Wednesday, January 8, 2014

christmas thoughts


I bumped into a classmate of mine the other day. It was christmas day in the morning. She was in a hurry, just like everybody else, rushing to do the last shoppings before the ‘big’ day. She was after the sweet rolled dough filled with nuts, a must have, especially if you buy it from Annie’s Home Made. She said hello, smiled politely, asked about my health bla bla bla. To my surprise I answered  the same way although all I wanted to do was to smash that pretty dimpled face of hers against the wall. I’m hundred percent positive that the feeling was mutual. We had lived once to make each others life miserable. Still, it was christmas. We had to show kindness, right? This is what it’s all about: being nice to people who you haven’t been in touch with for a long time, being nice to people who come unscrupulously to knock on your door and sing a carol, being nice to people who at the end of the year suddenly remember that you still breathe, being nice to people who show up once in a while asking for favors and now they’re just paying their respect, being nice to people you’d rather see two meters under the ground…All these colorful species just keep coming and going through your home and you find yourself smiling and welcoming, setting specific dishes on the table, and everybody is nibbling on the food, which you ordered so carefully from a catering service.

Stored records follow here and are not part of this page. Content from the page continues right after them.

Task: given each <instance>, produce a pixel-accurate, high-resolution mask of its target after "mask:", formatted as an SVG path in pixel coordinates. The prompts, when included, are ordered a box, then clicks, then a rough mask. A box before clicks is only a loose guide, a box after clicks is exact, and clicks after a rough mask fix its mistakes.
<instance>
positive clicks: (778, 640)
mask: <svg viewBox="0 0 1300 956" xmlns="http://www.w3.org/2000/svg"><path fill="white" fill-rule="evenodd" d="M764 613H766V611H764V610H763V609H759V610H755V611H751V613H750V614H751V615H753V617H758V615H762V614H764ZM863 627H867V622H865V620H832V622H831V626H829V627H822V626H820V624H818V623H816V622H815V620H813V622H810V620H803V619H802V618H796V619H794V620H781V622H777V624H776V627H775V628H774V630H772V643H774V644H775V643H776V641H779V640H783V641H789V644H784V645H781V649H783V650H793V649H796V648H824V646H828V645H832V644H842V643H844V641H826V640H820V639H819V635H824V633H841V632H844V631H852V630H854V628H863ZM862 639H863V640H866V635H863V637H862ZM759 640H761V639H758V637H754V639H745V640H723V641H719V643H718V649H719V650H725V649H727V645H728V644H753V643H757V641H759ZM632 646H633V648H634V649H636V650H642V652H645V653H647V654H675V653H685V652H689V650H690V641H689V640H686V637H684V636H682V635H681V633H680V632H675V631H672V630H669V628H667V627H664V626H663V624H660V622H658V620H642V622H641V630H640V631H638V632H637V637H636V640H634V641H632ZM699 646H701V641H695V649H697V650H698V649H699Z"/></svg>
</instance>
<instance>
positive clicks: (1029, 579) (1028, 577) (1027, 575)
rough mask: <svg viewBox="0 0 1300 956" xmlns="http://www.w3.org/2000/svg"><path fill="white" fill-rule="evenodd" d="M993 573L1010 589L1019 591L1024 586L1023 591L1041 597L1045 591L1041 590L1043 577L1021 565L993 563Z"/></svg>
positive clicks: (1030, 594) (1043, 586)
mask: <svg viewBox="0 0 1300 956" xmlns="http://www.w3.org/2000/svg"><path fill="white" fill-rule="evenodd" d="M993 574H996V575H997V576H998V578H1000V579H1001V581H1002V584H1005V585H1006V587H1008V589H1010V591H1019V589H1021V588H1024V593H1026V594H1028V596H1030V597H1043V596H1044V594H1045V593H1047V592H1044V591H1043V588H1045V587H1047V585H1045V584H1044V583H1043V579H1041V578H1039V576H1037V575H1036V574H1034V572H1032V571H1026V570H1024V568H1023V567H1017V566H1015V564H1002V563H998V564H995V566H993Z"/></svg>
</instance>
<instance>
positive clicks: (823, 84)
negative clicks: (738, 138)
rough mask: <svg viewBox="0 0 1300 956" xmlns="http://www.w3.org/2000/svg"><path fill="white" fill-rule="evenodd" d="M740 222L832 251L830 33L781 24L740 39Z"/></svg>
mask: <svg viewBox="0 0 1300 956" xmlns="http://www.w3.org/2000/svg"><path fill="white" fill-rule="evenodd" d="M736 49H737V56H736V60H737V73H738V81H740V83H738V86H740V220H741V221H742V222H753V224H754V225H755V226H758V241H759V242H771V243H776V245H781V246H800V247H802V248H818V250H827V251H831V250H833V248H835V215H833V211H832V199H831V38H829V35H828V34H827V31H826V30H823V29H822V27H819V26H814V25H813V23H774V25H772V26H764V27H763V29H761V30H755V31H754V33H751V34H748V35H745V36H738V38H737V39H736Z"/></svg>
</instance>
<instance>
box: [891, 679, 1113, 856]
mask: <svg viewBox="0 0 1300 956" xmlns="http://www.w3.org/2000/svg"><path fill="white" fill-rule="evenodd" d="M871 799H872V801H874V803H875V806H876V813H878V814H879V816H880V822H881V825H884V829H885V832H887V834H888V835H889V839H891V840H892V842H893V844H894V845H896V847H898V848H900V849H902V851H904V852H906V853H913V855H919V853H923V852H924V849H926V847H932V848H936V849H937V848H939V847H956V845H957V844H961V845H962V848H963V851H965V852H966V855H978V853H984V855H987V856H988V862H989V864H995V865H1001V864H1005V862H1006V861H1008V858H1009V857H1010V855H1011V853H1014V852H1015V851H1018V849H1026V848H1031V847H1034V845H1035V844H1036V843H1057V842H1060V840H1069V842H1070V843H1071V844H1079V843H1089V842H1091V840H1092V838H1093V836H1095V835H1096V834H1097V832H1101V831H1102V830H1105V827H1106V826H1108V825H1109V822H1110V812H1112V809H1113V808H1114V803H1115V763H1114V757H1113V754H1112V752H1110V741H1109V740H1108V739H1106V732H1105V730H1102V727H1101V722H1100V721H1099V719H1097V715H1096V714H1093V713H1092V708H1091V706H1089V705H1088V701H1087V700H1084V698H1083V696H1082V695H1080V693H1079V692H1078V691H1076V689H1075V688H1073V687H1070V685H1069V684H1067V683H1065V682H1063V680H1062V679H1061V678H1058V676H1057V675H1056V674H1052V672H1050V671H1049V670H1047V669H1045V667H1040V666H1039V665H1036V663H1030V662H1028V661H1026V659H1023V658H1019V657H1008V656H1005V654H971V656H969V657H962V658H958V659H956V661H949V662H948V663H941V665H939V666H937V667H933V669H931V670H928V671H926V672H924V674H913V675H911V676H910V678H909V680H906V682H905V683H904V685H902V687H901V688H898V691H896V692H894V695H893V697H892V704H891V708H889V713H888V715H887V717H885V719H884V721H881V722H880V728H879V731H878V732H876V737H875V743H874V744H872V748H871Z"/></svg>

Why the hell should you bother to cook if you anyway throw away most of it? But it’s part of the picture: the rissoles, schnitzels, roulades and boeuf salads, the sweet rolled dough,  the plastic christmas tree with the star on the top full of jelly filled chocolate candies wrapped nicely in shiny colored tinfoil, the blinking lights on the tree, on your roof, on your entrance door, on your back door, everywhere, the large red socks hanging from your fireplace where the fire’s still smouldering…When you come to think of it you created this pixel perfect picture just to show these people that you’re not any different from them, that you’re doing the same thing on the same occasion as they are, and maybe you try to attach some meaning to it, you spoil yourself with the thought  that you’re celebrating something called life, where in fact what you do is just the yearly routine, nothing special, nothing meaningful.